FATHER-of-three Phil Ball spent more than two months in a Russian jail after armed commandos stormed the Greenpeace ship he was travelling on.

The environmental activist and freelance cameraman was worlds away from his comfortable Oxfordshire home but within four months he was back in the frontline again.

The story of Mr Ball and the 29 other campaigners on board Greenpeace’s Arctic Sunrise when it was seized by Russian officers in September 2013 is being told in a new book called Don’t Trust, Don’t Fear, Don’t Beg.

The 44-year-old from Milton-under-Wychwood joined the Greenpeace campaign to protest against oil drilling in the Arctic.

He told the Oxford Mail he has learned a lot from reading the new book by Greenpeace’s head of media Ben Stewart.

Mr Ball said: “When you go through something like that you see it from your own point of view but just the other side of the concrete block wall is someone else going through a similar but different experience, so hearing the other stories from the other perspectives was fascinating.”

The book explores the friendships Mr Ball and fellow campaigners struck up with their Russian cell mates and their battle to outwit the prison guards.

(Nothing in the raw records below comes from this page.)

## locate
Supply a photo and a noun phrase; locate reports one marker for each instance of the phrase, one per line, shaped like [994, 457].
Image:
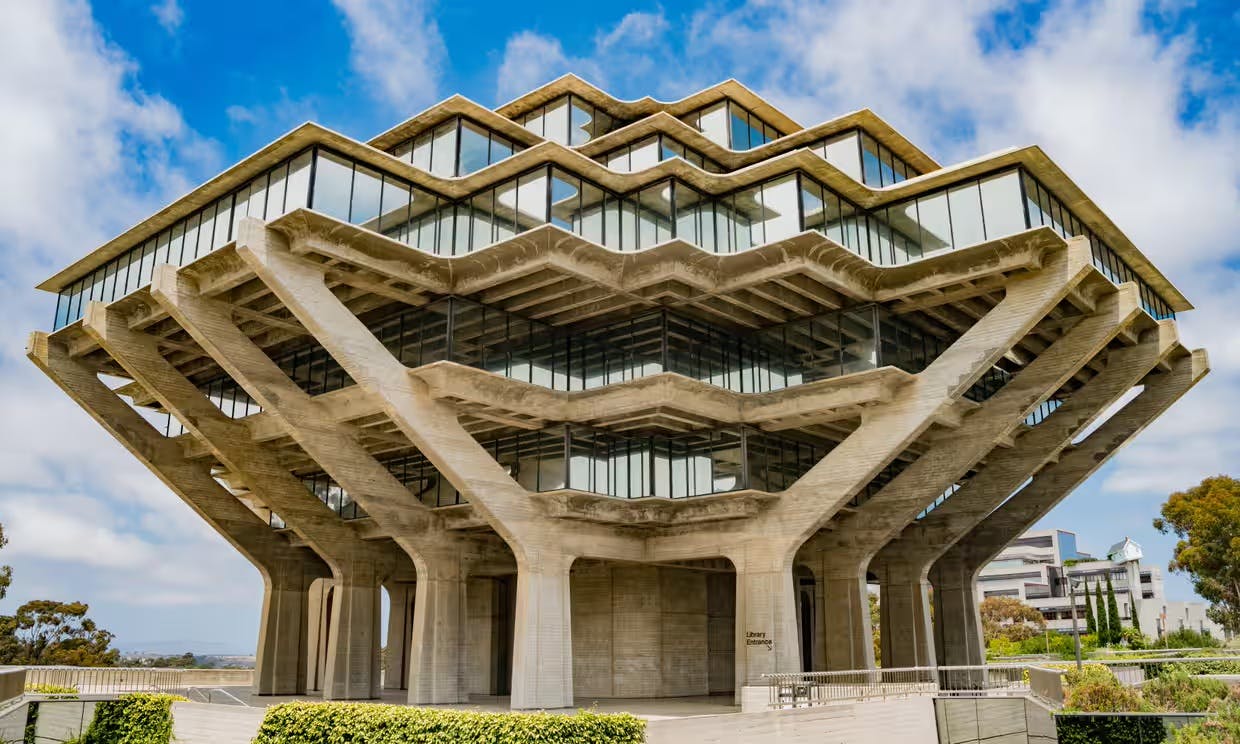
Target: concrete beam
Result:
[357, 566]
[842, 556]
[287, 571]
[954, 575]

Mr Ball hid dramatic footage he captured of the Russian agents landing on the ship in his shoes for a month before getting it smuggled out of prison and broadcast to the world.

He said: “I certainly remember knowing it was going to be dramatic and was going to have an impact.”

Mr Ball hid the memory card containing the footage in a matchbox and gave it to someone to take out of the prison and send to Greenpeace.

The striking footage was broadcast on news bulletins around the world the following day.

He said: “It was a massive relief and it was like a big weight lifted off my head.”

Mr Ball spent 67 days in a Russian prison facing charges of hooliganism and said it was more of a mental than physical strain, especially with the language barrier.

He was also missing his family: “Another extra stress to the whole thing was that it wasn’t just me going through it but this was an experience other people were going through and I wasn’t there to reassure them and tell them I was going to be OK.”

Mr Ball was limited to a 15-minute phone call home every two weeks, but was also able to keep in touch with letters smuggled into prison. He was finally reunited with his partner and two sons, aged 10 and eight, and four-year-old daughter in late December.

However, by May 2014 he was back at work with Greenpeace, disrupting the first shipment of oil from the Arctic to Europe in Rotterdam.

He is currently working for Greenpeace on another campaign around the UK.

Mr Ball said: “It’s something I get involved with because climate change is something I feel very strongly about.

“It’s a great threat to our planet and a great threat to human beings and I’m not going to put my feet up and ignore it.”

  • Don’t Fear, Don’t Trust, Don’t Beg: The extraordinary story of the Arctic 30 by Ben Stewart and published by The New Press is available now.